Comparing frequency distributions over frequent words has been established as a state of the art method for contrasting style across different literary texts (cf. Eder et al. (2013)). Quite recently, (Herrmann et al., 2015) proposed to define style as a property constituted by “formal features which can be observed quantitatively or qualitatively” (p. 44). An important aspect of it is that style has to be based on observable features.
We propose to make a clear cut between content and style: To measure stylistic differences, we restrict the selection to words appearing in every text of the corpus, thus are observable in each text, assuming that this is a simple way to exclude words that are markers of content. Content words (that presumably only appear in a subset of the texts) do not contribute to this understanding of style. They, in contrast, are extracted by filtering the MFW with a stop word list containing all the function words in a language. We refer to the sets of feature words extracted for a text with
content words and
style words.
To validate this idea, we analyse five MHG texts by three authors with the R stylo package (Eder, 2013). Figure 1 shows results for the content (a) and style (b) words. The higher similarity of
Erec and
Tristan in (a) compared to
Der arme Heinrich reflects that both narratives feature knighthood as a main theme. In contrast, the narrative in
Der Arme Heinrich involves more religious themes (faith, god), which is also reflected in the frequency tables. This distinction is clearly based on content. If we focus our analysis on style words, as in (b), we see the clustering according to authors. Thus, distinguishing frequent words of a corpus in style and content words can give us better insights into the results.
Bockhoff and Singer (1911) formulated two hypotheses regarding the internal structure and origin of the ca. 21K verses long text, regarding both the overall structure (Table 1) and the internal structure of one segment (Table 2). To get an impression of which paragraphs can indeed be found as a distinctive group using content words and style words respectively, we split the text into 71 segments of equal length. These segments are then clustered with Stylo, using delta as a similarity measure.
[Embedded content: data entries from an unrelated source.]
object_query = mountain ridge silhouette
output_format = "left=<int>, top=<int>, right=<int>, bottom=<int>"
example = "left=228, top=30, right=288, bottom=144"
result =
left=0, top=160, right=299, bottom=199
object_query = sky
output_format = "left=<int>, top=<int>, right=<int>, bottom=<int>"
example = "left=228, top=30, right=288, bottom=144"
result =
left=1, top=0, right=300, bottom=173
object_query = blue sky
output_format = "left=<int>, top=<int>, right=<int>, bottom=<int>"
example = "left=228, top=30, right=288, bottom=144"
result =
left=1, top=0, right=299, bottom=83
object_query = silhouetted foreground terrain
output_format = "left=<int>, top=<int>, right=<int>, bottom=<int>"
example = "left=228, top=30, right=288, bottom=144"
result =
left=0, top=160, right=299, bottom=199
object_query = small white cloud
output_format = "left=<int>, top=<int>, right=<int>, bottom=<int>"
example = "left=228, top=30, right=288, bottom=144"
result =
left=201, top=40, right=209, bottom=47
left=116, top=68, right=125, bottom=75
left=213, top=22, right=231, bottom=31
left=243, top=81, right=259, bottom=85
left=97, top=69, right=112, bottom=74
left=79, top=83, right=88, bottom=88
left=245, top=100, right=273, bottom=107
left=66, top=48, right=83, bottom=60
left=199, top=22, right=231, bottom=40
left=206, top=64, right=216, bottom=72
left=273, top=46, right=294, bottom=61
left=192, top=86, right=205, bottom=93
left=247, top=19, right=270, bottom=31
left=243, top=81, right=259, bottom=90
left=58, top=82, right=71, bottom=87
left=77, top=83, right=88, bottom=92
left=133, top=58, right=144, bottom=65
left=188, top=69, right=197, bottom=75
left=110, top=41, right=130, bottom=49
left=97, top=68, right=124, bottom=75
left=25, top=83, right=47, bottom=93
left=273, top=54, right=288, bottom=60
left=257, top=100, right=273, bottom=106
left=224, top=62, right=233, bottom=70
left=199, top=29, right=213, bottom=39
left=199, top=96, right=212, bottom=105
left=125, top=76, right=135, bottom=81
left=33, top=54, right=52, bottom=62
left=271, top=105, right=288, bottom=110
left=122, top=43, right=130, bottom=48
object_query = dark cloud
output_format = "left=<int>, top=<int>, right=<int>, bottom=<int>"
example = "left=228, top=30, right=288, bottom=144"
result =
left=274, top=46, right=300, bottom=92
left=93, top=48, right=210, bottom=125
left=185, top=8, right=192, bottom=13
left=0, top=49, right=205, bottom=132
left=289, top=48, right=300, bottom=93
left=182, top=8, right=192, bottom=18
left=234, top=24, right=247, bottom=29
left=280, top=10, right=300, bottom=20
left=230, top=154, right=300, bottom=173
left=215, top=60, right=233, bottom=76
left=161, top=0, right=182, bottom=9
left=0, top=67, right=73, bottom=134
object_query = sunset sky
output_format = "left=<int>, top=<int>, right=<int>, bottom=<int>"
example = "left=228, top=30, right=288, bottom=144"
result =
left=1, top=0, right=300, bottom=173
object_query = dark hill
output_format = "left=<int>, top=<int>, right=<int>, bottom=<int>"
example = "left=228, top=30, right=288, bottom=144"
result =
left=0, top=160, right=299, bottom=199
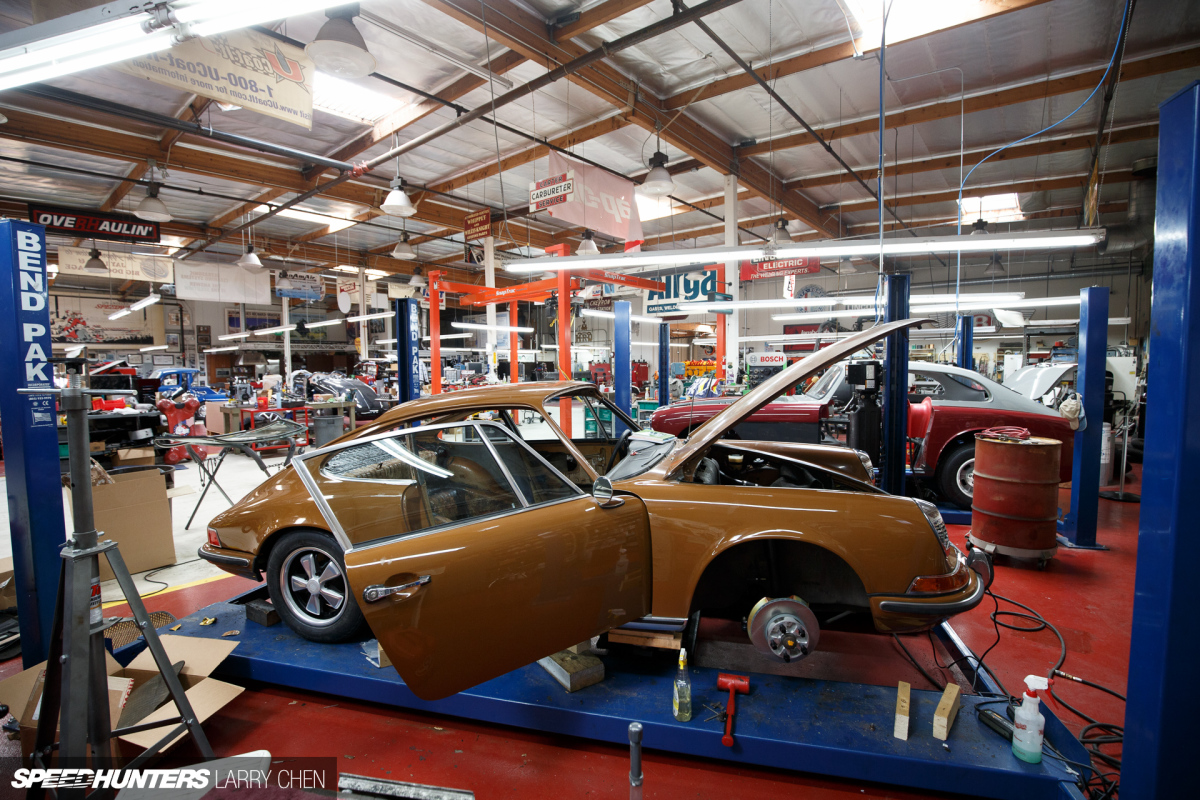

Our baseline consists of randomly assigning distances between the segments, drawn from a uniform distribution. We sample baseline results 1000 times. The baseline results give an impression on how well an uninformed method overlaps with the hypothesis classification introduced in Section 3. Comparing these to the results of our methods can inform us on which method goes in line with the hypothesis as opposed to a random classification.
Regarding the first hypothesis (Table 3), we observe that for both feature sets the F-score lies above the baseline for all parts except the third. This seems reasonable since this part is suspected to be based on different sources and therefore might be more heterogeneous both in content and in style. Style seems to be more homogeneous (F-Score above baseline) throughout the entire text whereas content seems to be heterogeneous especially in the adventure part introduced by HvN (F-Score below baseline). This is in line with the hypothesis, considering that HvN’s insertions report on different adventures.
Analysing these heterogeneous parts further (second hypothesis, Table 4), we see heterogeneity in terms of content for all but one part,
The duel in Syria.
The duel in Syria seems homogeneous in style whereas
The adventures in Galacites shows tendencies towards a heterogeneous style.
Both feature sets show similar tendencies and support a major part of the hypotheses by Bockhoff and Singer (1911) regarding parts suspected as insertions. Nevertheless, differences in content cannot clearly confirm the suspicion that HvN incorporated other sources. He might have created additional adventures by himself. Bockhoff and Singer (1911) do not cite sources from which HvN copied narratives, making it difficult to tackle exactly. Overall differences in style are much less significant than differences in content, which is in line with the hypothesis.